Last summer, I read the book called, “Born to Run,” by Christopher McDougall, and it’s safe to say that his book game me a completely different outlook on running.  Here’s why:

I became so intrigued by the lifestyle of the Tarahumara that I started to hardcore research them.  Nobody knows who they are unless they’ve read McDougall’s best-selling book.

A quick background:  The Tarahumara is a Native American tribe located in northwestern Mexico and are known for their incredible long-distance ability (When I say long-distance, I mean they run reeeaaalllly long distances, averaging about 100-200 miles over the course of one or two days).
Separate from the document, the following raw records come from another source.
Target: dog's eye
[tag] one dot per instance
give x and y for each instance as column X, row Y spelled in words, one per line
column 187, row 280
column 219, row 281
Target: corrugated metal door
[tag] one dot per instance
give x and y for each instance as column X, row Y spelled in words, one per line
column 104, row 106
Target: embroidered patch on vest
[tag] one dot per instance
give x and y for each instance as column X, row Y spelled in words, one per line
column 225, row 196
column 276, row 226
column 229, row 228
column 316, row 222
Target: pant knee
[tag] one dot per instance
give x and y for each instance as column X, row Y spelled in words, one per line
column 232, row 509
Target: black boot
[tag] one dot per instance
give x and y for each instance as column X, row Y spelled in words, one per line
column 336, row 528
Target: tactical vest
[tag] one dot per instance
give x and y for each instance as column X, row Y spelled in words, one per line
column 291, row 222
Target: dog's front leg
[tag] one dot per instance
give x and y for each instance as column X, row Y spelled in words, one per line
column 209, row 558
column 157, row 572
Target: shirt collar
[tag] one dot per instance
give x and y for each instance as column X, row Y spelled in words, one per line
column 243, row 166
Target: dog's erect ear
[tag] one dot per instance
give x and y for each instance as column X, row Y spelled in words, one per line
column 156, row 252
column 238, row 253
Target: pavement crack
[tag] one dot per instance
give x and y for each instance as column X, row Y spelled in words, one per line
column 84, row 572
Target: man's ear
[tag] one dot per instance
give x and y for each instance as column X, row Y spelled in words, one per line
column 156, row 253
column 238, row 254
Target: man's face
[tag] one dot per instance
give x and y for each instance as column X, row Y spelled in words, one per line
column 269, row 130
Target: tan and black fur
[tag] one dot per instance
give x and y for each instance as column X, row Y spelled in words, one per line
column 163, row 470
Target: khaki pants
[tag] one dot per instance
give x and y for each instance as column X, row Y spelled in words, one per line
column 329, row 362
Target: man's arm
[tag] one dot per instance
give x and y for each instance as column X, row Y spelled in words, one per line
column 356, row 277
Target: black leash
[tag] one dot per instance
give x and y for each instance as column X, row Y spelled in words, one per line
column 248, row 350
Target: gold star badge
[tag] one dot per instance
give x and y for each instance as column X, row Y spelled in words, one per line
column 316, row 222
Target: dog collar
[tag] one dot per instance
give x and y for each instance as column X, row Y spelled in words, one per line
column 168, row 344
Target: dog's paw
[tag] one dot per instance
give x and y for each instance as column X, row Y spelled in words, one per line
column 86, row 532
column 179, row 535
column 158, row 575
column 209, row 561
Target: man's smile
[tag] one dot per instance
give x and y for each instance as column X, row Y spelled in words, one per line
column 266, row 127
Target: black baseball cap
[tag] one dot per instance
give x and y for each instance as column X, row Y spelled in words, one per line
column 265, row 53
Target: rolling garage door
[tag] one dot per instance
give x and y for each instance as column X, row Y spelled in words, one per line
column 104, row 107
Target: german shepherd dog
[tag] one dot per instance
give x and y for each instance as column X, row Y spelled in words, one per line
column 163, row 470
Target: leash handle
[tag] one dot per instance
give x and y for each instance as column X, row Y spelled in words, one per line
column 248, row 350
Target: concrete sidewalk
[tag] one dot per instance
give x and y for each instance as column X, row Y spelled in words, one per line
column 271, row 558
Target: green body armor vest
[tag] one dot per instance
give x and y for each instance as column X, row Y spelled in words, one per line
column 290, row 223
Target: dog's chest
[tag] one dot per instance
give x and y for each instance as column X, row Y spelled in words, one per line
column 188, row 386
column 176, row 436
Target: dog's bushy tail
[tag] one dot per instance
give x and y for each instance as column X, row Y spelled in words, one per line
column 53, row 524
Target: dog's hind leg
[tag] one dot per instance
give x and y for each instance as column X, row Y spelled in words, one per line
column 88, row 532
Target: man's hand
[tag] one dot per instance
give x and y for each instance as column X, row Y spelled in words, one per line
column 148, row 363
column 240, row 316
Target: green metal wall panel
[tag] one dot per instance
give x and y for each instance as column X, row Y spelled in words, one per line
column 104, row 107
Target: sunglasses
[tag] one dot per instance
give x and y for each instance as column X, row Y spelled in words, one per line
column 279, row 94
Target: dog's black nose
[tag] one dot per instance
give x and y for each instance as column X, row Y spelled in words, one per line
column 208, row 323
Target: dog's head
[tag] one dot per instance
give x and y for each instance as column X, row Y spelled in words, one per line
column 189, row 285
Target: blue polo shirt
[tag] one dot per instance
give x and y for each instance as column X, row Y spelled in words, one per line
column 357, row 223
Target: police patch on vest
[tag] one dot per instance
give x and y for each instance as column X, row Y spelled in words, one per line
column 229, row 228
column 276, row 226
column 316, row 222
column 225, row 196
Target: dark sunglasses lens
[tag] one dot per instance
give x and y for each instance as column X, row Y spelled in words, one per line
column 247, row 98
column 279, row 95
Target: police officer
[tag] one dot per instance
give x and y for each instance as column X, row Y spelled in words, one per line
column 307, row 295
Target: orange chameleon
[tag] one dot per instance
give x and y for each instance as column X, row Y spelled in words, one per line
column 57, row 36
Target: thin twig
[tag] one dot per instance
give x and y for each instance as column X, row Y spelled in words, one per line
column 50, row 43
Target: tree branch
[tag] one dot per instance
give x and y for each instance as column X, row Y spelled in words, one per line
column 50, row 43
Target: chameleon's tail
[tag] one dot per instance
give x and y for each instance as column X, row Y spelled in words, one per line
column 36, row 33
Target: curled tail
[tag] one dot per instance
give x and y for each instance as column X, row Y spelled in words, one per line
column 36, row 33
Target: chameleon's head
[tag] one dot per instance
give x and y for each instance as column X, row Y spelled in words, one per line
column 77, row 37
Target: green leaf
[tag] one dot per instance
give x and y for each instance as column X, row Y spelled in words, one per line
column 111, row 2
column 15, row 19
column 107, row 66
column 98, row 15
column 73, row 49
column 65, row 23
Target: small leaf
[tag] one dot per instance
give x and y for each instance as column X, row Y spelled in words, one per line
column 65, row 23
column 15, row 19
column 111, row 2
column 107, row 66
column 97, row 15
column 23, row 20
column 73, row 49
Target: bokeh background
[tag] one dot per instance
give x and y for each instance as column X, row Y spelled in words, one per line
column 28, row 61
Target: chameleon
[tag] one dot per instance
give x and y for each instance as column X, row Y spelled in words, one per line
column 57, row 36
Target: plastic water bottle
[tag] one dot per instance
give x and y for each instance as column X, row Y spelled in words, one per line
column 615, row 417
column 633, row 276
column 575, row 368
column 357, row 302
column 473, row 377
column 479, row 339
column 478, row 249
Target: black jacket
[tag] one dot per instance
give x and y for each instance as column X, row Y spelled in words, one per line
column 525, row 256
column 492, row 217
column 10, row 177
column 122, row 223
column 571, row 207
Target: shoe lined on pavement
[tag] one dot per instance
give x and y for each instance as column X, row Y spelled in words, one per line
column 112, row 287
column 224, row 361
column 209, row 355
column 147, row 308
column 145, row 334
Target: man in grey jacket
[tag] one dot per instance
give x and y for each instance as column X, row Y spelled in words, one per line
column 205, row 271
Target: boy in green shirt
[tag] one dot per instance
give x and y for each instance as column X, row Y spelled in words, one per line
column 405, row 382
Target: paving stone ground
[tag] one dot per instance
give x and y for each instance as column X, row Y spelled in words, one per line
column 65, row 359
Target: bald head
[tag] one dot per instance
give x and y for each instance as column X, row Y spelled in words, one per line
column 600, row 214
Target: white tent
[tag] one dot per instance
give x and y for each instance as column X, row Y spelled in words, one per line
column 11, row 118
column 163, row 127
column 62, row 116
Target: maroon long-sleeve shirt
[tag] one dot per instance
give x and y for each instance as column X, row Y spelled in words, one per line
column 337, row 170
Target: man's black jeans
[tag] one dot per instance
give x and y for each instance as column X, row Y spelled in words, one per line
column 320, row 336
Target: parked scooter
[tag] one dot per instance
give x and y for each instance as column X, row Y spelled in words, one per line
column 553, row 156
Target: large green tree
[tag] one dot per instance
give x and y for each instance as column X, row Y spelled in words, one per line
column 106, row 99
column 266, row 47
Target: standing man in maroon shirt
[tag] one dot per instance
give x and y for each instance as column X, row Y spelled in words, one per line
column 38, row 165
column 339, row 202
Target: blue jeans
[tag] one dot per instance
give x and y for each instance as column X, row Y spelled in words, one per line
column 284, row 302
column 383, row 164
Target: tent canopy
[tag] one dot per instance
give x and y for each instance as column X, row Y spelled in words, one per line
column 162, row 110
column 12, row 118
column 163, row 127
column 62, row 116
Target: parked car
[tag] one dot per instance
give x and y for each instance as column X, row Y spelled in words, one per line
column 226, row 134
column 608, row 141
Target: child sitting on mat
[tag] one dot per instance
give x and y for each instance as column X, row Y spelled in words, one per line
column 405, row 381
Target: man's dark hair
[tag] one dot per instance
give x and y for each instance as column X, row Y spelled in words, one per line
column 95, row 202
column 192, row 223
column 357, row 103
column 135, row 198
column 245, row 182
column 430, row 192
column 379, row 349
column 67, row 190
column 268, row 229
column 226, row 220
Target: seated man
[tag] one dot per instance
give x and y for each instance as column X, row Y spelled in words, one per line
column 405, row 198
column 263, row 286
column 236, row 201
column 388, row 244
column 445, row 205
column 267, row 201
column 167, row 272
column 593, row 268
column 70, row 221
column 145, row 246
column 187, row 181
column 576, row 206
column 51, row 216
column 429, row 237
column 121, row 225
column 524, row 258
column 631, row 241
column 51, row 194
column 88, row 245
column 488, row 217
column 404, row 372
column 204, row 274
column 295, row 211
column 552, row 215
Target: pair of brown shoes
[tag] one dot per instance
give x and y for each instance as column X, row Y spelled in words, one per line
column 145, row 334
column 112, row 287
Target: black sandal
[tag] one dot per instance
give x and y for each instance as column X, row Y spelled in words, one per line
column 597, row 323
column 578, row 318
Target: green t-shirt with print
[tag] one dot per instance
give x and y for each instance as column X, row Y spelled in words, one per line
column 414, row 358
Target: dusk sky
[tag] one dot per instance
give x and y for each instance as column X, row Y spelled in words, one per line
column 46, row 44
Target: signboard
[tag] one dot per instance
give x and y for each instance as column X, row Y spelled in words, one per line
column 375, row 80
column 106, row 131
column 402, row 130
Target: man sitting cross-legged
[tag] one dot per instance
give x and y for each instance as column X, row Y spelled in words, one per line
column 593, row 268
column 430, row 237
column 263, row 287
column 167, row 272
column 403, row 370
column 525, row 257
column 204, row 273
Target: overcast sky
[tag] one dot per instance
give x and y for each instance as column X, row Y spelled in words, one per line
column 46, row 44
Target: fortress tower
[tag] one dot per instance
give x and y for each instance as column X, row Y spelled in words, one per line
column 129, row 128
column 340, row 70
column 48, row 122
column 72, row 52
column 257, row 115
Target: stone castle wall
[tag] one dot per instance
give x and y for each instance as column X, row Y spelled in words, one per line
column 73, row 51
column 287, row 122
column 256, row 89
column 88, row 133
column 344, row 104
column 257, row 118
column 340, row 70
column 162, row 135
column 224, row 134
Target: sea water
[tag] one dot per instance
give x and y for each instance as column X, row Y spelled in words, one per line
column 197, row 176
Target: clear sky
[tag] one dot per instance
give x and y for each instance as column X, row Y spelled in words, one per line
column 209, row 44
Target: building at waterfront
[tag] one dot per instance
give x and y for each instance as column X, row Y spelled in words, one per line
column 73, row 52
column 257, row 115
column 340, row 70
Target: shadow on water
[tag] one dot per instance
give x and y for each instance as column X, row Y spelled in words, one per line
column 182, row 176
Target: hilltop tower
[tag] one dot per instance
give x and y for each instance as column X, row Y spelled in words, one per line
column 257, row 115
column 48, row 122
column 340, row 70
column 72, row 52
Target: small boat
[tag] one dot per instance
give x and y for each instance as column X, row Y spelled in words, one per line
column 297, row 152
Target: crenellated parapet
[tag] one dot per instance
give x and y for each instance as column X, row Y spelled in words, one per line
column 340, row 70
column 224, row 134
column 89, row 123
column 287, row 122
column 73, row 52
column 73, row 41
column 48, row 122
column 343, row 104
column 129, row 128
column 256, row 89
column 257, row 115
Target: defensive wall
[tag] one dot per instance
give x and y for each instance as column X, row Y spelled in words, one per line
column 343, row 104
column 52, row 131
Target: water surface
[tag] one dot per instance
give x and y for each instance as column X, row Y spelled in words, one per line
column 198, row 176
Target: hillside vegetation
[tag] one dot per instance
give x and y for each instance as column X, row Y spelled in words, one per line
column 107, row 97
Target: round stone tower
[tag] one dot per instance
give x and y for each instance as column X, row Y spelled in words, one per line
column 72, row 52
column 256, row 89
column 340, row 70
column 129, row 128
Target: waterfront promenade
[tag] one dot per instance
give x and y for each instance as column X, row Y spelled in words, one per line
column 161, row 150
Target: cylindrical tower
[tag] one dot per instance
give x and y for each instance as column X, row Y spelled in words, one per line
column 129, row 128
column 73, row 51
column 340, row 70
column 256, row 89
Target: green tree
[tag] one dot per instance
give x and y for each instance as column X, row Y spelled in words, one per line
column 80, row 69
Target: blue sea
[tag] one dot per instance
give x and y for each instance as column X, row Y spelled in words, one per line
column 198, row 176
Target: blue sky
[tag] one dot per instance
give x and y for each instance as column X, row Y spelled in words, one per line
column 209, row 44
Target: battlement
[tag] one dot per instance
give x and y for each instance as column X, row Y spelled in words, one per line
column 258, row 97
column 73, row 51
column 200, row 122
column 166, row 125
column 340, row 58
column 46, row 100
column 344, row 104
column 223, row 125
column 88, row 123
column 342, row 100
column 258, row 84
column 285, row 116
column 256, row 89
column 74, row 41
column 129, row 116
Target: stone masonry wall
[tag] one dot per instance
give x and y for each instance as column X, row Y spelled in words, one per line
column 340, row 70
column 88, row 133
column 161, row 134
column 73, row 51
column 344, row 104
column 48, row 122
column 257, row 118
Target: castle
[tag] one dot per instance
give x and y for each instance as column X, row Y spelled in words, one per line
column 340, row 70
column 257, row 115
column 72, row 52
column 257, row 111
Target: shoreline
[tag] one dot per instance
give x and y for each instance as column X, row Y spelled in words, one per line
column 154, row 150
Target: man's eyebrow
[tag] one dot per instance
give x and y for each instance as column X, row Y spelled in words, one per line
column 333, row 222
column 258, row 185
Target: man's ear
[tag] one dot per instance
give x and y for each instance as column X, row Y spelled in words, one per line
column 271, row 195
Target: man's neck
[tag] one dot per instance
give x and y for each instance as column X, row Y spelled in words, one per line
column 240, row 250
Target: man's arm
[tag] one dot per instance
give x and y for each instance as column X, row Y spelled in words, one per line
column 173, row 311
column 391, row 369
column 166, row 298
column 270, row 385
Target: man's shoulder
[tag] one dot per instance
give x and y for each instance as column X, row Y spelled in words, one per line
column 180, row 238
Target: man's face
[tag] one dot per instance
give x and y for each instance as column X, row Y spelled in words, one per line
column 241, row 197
Rarámuri means “runners on foot” or “those who run fast.”  They run through tough country canyon to communicate with members within the village.  That being said, how come they don’t get injured?  How can they run so fast and so far?

In Born to Run, McGougall argues in favor of endurance running and barefoot running based off his experience with the Tarahumara.  For years, I’ve thought that the secret to injury-free running is based off of wearing the proper shoe. It’s not, nor is it from stretching or running high mileage.

It’s pure skill.  It’s primarily about technique and strategy.

Why haven’t I heard this before?  Throughout my running career, I’ve been told to believe it’s all about the shoe you wear.  Every running magazine will tell you that–it’ll preach endlessly and stress the importance of wearing the proper footwear.

So how do the Tarahumara do it?!  They run ultra-marathons on rocky trail paths, wearing nothing but handmade sandals (I’m sure you can imagine what that may look like).  The famous Caballo Blanco, a.k.a. the White Horse, is the central character in Born to Run, and started the Copper Canyon ultra-marathon.  So how did their legs hold up from running barefoot?

Well, statistics show that running barefoot can strengthen muscles, tendons and ligaments in the foot–more so than a shoe can, regardless of inserts or orthotics.  It also improves balance while promoting a healthy and natural running style.

Landing on the heel can cause breaking in every stride.  By removing the heel lift in almost all shoes, runners will learn to land on the forefoot rather than the heel.

Give barefoot running a try, and you may be surprised with the results.